In this episode of Add Passion and Stir, three chefs from three U.S. cities share the revelations they had while bearing witness to hunger and poverty in Washington, DC and Northern Virginia. Chefs John Currence (Oxford, MS – City Grocery, Big Bad Breakfast), Sarah Grueneberg (Chicago, IL – Monteverde) and Matt McClure (Bentonville, AR – The Hive) sit down with Share Our Strength Associate Director of Field Management Jillien Meier and founder and CEO Billy Shore to reflect on the tour they had of schools and communities seeing the effects of hunger and poverty. These social activist chefs explain why they feel a responsibility to use their platforms to help feed needy families in their communities – and their voices to demand better systems and policies for all families. Spending time with the No Kid Hungry Virginia Campaign further inspired them to keep driving change in their communities and beyond. As John Currence says, “We have the tools. We know that the money is there to do it. There’s absolutely no reason in the world that we should have a kid in this country that goes without breakfast in the morning.” Hear about the motivation they get from their “giving profession” and learn how you too can bear witness and make change.
Listen and Learn:
· How chefs activate on food and hunger issues
· What the No Kid Hungry Virginia Campaign is doing about child hunger
· How you can bear witness in your own community
Resources and Mentions:
· No Kid Hungry Virginia Campaign: The No Kid Hungry Virginia campaign is the product of a public-private partnership that includes the First Lady of Virginia, Dorothy McAuliffe, the Virginia Department of Health, the Virginia Department of Education, and several corporate partners. Together, we work to end childhood hunger in the Commonwealth.

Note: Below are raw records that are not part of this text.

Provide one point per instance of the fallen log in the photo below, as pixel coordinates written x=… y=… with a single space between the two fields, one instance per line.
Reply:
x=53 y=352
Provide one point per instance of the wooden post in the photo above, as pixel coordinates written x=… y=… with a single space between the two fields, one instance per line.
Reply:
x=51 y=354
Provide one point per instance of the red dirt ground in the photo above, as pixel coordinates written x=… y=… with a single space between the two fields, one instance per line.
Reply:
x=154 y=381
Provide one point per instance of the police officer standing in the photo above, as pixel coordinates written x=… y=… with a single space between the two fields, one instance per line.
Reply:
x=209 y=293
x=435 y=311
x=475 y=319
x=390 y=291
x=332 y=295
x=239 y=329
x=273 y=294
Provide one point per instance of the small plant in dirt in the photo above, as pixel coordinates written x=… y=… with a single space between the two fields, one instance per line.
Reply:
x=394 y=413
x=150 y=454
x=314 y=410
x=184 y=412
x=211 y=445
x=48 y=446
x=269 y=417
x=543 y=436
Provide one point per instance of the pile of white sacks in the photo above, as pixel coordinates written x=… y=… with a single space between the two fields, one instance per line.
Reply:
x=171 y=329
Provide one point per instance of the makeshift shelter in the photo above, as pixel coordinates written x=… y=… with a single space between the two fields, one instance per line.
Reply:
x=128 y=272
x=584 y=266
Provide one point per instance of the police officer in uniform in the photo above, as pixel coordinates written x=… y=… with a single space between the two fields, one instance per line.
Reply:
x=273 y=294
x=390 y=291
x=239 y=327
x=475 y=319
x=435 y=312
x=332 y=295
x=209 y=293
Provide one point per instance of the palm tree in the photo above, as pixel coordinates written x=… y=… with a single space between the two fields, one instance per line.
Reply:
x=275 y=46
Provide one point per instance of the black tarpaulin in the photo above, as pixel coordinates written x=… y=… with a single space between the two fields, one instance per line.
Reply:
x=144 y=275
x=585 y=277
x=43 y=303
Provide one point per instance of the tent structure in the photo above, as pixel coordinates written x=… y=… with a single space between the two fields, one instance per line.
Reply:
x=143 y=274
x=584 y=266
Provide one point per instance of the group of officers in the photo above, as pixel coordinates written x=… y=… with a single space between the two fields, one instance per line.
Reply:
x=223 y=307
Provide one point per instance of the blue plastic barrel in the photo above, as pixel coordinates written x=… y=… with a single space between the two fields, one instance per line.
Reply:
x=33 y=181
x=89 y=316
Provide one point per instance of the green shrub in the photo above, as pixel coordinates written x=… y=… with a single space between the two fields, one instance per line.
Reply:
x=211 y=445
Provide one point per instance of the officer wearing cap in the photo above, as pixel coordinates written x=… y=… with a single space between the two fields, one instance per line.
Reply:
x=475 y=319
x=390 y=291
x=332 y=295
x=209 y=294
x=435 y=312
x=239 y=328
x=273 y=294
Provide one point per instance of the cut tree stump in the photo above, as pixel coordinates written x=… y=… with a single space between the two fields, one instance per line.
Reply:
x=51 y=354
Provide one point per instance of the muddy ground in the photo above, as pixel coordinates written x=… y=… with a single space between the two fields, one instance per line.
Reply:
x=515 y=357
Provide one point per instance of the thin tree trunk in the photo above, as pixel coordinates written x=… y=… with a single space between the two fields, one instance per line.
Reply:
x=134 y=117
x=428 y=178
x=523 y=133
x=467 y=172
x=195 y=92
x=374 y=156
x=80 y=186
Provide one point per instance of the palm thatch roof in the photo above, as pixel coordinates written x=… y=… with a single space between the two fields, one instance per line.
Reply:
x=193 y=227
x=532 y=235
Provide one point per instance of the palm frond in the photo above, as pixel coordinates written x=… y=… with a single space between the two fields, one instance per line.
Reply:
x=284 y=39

· Move On Up Mississippi Foundation: Move on Up Mississippi inspires and funds educational youth initiatives focused on health, wellbeing, and physical activity. Recognizing the negative impact of obesity and other ailments, we drive awareness of problems and solutions, develop effective tools and programs, and recognize and support change agents to realize a healthier future for Mississippi children.